Metroxylon paulcoxii

Scientific classification
- Kingdom: Plantae
- Clade: Tracheophytes
- Clade: Angiosperms
- Clade: Monocots
- Clade: Commelinids
- Order: Arecales
- Family: Arecaceae
- Genus: Metroxylon
- Species: M. paulcoxii
- Binomial name: Metroxylon paulcoxii McClatchey

= Metroxylon paulcoxii =

- Genus: Metroxylon
- Species: paulcoxii
- Authority: McClatchey

Species of plant

Metroxylon paulcoxii is a species of palm endemic to Samoa. It is reported there from the islands of 'Upolu and Savai'i. The species is named in honor of ethnobotanist Paul Alan Cox.

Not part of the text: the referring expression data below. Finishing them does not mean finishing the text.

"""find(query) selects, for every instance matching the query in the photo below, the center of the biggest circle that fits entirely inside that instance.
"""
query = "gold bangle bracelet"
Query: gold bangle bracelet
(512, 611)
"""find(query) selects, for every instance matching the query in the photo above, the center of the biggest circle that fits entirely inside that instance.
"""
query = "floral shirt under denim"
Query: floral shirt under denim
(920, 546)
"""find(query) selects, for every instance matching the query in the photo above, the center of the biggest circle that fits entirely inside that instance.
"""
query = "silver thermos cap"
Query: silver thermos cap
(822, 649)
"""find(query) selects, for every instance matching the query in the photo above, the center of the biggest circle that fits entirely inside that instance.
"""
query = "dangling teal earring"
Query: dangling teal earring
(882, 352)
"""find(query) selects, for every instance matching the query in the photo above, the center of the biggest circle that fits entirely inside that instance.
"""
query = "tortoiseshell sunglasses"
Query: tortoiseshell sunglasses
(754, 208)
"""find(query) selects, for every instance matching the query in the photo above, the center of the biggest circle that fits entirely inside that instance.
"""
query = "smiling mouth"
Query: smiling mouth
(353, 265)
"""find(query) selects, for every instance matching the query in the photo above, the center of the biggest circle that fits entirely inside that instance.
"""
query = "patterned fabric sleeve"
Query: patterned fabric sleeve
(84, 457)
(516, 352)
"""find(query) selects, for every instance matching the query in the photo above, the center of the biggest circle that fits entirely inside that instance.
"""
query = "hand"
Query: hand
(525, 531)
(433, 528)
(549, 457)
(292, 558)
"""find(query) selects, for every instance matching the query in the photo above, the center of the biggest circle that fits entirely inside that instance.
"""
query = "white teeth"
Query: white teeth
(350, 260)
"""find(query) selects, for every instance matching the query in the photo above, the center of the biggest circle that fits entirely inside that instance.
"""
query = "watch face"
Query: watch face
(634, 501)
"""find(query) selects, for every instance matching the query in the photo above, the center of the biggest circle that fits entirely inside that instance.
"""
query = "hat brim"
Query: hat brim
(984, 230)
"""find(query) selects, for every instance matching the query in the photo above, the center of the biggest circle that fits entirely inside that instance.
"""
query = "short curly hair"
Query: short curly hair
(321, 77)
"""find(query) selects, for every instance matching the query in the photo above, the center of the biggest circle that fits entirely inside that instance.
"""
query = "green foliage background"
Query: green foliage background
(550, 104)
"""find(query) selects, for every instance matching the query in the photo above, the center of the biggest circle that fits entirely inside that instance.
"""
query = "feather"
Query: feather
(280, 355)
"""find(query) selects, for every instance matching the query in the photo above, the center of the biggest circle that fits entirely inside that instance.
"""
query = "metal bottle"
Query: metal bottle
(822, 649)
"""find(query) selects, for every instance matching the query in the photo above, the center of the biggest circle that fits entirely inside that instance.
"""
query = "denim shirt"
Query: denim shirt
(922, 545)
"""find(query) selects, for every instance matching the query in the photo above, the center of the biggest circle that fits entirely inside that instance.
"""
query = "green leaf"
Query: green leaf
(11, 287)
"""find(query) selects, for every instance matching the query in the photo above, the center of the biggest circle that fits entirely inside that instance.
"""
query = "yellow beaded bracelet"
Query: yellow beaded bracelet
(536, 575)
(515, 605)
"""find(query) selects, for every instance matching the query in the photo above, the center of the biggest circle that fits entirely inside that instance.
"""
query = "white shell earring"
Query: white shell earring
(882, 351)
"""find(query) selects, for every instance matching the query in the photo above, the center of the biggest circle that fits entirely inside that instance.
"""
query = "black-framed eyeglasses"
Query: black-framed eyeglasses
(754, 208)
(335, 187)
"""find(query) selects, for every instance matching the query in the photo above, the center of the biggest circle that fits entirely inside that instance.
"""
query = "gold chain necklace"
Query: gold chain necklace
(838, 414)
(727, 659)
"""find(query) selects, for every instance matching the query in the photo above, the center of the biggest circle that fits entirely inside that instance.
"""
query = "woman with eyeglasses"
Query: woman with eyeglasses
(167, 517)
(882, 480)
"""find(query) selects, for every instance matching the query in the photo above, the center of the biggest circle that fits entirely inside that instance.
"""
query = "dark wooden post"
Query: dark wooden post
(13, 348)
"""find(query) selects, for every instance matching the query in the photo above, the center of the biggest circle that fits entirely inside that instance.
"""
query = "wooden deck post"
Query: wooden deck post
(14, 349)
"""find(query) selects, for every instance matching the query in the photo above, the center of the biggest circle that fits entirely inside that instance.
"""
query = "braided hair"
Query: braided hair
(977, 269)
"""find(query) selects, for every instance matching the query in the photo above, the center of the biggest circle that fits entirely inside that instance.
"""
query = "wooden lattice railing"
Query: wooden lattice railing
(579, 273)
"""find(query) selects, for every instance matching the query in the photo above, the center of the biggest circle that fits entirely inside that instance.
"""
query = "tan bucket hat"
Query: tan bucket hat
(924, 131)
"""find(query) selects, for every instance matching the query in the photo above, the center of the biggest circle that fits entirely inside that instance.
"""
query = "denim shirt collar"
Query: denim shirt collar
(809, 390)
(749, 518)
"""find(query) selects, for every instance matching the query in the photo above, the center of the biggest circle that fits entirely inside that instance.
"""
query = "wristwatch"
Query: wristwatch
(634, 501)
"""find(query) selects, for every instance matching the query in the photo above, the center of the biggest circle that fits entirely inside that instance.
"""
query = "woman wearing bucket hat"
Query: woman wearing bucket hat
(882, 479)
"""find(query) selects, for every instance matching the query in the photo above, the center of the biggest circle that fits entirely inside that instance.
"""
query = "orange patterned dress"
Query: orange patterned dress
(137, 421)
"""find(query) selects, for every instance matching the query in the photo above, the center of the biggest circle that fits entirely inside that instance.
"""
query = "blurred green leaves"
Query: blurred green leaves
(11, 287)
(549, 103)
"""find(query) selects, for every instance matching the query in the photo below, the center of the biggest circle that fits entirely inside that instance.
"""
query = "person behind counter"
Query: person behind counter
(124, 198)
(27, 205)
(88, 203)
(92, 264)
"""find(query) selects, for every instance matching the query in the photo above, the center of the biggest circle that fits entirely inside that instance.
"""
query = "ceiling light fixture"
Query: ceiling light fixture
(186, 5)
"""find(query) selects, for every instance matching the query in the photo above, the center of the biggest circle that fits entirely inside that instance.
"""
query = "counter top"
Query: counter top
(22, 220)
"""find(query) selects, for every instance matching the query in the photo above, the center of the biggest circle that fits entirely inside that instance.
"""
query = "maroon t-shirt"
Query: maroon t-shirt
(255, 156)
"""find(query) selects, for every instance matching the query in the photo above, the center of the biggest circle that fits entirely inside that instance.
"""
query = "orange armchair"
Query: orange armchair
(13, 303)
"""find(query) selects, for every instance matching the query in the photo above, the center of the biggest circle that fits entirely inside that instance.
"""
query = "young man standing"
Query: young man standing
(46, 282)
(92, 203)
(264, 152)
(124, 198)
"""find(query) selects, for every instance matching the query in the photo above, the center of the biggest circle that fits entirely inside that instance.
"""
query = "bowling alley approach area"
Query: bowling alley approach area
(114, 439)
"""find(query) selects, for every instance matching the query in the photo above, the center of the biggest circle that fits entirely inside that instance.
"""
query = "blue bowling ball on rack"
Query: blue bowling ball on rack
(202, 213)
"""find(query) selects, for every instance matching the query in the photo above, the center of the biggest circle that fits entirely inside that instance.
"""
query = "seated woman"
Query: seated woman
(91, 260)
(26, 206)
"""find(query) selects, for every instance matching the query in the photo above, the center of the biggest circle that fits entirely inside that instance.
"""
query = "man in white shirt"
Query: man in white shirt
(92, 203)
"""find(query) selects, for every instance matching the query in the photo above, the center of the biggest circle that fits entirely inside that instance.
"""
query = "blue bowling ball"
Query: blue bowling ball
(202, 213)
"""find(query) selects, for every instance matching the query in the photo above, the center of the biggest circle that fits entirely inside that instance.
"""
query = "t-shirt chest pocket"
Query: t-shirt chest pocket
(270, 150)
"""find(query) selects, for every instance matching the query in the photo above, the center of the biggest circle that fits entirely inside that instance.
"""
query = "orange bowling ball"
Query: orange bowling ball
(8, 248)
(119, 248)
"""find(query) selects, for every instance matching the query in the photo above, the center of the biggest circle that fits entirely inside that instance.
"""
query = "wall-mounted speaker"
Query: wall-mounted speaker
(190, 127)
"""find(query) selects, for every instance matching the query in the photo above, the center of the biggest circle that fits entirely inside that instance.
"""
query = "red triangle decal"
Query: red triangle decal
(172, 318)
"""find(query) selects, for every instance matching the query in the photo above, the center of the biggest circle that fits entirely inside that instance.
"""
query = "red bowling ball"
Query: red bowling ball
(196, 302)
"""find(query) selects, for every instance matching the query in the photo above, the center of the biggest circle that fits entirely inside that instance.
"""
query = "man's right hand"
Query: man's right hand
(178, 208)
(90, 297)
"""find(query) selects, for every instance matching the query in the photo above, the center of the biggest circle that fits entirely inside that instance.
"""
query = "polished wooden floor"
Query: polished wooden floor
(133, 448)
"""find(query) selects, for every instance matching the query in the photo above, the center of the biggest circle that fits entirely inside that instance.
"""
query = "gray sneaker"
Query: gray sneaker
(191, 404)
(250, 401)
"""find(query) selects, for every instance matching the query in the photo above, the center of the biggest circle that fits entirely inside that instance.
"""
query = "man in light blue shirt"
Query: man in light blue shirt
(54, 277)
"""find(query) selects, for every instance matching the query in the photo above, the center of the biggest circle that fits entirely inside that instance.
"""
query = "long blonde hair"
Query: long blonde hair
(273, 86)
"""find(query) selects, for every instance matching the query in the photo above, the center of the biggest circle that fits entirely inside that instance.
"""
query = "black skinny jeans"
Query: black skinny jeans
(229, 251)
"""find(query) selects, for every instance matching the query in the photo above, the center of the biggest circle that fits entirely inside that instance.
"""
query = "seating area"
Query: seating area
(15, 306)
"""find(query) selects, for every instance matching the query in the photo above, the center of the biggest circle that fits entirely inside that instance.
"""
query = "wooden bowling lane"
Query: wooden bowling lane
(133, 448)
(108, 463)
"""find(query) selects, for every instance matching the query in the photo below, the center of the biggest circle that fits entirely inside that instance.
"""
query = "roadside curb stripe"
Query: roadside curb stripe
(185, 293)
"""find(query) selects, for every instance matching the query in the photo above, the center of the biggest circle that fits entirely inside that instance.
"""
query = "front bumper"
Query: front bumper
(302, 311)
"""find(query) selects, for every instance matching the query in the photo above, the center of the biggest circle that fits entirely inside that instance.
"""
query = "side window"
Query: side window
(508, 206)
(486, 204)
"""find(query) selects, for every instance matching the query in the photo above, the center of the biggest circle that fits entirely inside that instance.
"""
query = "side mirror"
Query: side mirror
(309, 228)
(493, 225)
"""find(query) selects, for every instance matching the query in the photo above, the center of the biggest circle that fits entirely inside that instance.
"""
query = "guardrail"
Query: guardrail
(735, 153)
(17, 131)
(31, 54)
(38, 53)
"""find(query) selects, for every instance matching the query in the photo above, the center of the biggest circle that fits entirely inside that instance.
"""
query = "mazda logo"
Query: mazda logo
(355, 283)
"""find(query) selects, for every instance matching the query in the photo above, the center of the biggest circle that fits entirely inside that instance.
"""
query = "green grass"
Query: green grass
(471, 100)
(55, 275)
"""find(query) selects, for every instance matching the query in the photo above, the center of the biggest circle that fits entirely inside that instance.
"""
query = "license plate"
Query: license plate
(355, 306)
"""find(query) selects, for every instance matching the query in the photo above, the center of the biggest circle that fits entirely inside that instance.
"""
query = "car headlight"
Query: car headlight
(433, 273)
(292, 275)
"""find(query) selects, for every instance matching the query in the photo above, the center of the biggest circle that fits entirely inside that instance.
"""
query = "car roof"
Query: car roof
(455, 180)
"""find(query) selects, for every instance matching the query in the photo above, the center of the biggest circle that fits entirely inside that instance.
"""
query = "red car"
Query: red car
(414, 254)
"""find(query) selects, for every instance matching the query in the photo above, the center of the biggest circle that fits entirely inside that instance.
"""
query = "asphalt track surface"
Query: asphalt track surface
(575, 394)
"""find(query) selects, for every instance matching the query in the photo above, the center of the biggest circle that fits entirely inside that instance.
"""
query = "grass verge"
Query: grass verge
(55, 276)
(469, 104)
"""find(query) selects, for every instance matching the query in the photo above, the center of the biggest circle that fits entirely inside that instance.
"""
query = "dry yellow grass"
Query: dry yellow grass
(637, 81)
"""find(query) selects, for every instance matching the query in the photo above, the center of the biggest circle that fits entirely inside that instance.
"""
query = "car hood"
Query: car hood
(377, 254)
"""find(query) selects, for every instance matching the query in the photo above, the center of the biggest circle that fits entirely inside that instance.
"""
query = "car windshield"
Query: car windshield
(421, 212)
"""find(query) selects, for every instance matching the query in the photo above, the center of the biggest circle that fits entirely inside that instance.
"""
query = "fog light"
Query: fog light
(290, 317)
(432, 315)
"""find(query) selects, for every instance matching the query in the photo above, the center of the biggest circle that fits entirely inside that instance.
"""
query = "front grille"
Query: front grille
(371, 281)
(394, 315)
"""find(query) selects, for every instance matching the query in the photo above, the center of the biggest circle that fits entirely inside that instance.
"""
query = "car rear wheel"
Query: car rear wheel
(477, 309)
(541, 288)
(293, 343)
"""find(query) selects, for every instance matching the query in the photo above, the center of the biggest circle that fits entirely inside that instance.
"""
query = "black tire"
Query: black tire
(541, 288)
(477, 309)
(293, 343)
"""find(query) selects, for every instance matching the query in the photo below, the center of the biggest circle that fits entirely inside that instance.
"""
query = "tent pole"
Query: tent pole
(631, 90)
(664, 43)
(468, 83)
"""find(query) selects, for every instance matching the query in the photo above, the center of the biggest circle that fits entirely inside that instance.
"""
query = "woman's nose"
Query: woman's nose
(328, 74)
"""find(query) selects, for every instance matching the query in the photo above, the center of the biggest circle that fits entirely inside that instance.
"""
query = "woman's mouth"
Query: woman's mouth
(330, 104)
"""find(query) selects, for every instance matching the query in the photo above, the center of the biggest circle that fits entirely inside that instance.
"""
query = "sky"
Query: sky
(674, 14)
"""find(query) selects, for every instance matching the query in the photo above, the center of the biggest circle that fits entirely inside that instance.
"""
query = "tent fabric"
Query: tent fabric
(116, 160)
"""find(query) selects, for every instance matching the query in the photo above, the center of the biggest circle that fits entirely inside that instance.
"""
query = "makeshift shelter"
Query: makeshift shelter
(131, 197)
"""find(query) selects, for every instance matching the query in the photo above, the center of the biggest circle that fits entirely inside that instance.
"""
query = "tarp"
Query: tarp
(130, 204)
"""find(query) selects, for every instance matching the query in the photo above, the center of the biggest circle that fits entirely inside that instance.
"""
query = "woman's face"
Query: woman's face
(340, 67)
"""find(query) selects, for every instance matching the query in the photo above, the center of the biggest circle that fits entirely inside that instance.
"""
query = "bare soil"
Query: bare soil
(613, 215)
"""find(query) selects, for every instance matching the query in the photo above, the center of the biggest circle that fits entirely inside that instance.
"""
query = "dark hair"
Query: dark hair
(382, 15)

Metroxylon paulcoxii can attain a height of 10 m, with a non-branching trunk up to 45 cm in diameter. Leaves are pinnately compound, with spines on the sheaths, petioles, and leaf margins. Leaflets can number as many as 150, each up to 8 cm wide and 100 cm long. Inflorescences have second-order branching, with as many as 450 flowers per branch. Flowers are 5–10 mm wide, with staminate (male), pistillate (female), and hermaphroditic flowers frequently present on the same plant. Fruits are pear-shaped, fibrous and corky, up to 7 cm long. Seeds are spherical, up to 3.7 cm in diameter.

The species is similar to M. warburgii (also present in Samoa), but with shorter leaflets and with second-order branching in the inflorescence instead of third-order.